Charlene explains the spectrum of abuse and the many shapes it can take. “Abuse is a whole bunch of behaviors and attitudes that are designed to gain power and control, and maintain that power and control,” she says. “There’s emotional and verbal abuse, and that’s prevalent in 100% of abusive relationships because that’s the gist of any abusive relationship — trying to hurt that person emotionally, and using different types of tactics to do so. Another kind of abuse that we often don’t think about is financial abuse. That occurs in about 99% of abusive relationships. The abuser uses money to maintain power and control. Oftentimes, the spouse won’t have any access to funds. All of the accounts are in his name. The victim may have been required to quit work when they got married, or on the flip side, sometimes the abuser just decides they’re not going to work at all and the victim has to carry the entire burden. There is also spiritual abuse, which is using the Scriptures and twisting them to keep a spouse in a marriage and justify abuse. There’s physical abuse, but oftentimes the intelligent abusers use physical abuse that doesn’t leave scars, for example, dropping her off and abandoning her in the middle of a corn field or in the middle of a bad neighborhood, and then she has to somehow find her way home. Then, of course there’s sexual abuse and that’s a particularly insidious and damaging type of abuse, even in a marriage.”
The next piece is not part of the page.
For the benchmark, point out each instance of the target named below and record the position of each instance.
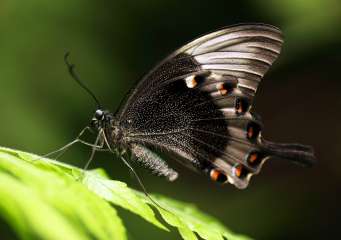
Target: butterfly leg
(63, 149)
(153, 162)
Charlene addresses some myths surrounding domestic abuse. She points out that there is a misconception that affluent people do not suffer from abuse, but abuse does not discriminate. She also explains that another myth is that abuse does not occur in Christian communities, “Unfortunately, the figures are astonishing; 35% of women, at some point in their lives, will be a victim of either stalking, rape, or severe physical abuse. And up to 48% are victims of coercive control or emotional and verbal abuse. Unfortunately, those numbers are no less for the Christian community than they are for the the non-Christian community… It’s not always the husband abusing a wife, but I will say that 90% of abusers are men in general and 80% of the victims are female.”
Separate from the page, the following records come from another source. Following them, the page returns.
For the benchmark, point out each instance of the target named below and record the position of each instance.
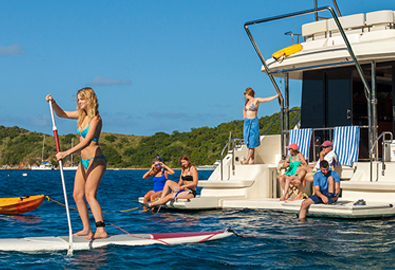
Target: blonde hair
(92, 105)
(249, 91)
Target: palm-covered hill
(21, 148)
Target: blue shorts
(317, 199)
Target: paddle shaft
(55, 133)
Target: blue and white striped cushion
(346, 144)
(302, 138)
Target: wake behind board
(52, 243)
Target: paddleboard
(52, 243)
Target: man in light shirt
(306, 173)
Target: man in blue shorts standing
(327, 188)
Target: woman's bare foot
(100, 233)
(83, 233)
“A lot of times, women of faith don’t even recognize that they are in an abusive relationship. They will think, ‘He’s got a strong personality. He’s a bigger-than-life figure.’ We kind of downplay what it is. Recognizing signs of abuse is important to helping figure out what’s what’s going on … Removing yourself from abuse is an extremely difficult step and it’s extremely difficult to do so safely.
“God doesn’t require us to be in a relationship that’s abusive, where the spouse has broken their marriage vows. In fact, when you look throughout the Bible, there are a couple of places where God actually commanded his people to divorce from evildoers… And if there’s anything that’s evil, it’s a spouse actually destroying their own family.”
Christina asks Charlene what advice she would give to anyone who feels stuck in a relationship. “I would say it’s not impossible. God is so much bigger than any fears that we have. He has promised us an abundant life. I would say to that person who is fearful to go to your local domestic abuse organization. They will have resources to help you. Get a good attorney that can help you. If you’re physically afraid for your safety, you can get an order of protection and help keep your children safe as well.”
If you or someone you know is in an abusive relationship, visit the National Domestic Violence Hotline website which has an abundance of resources and phone numbers to assist you in getting help, or call the National Domestic Violence Hotline 24/7 at 1-800-799-SAFE (7233). All calls are confidential and anonymous.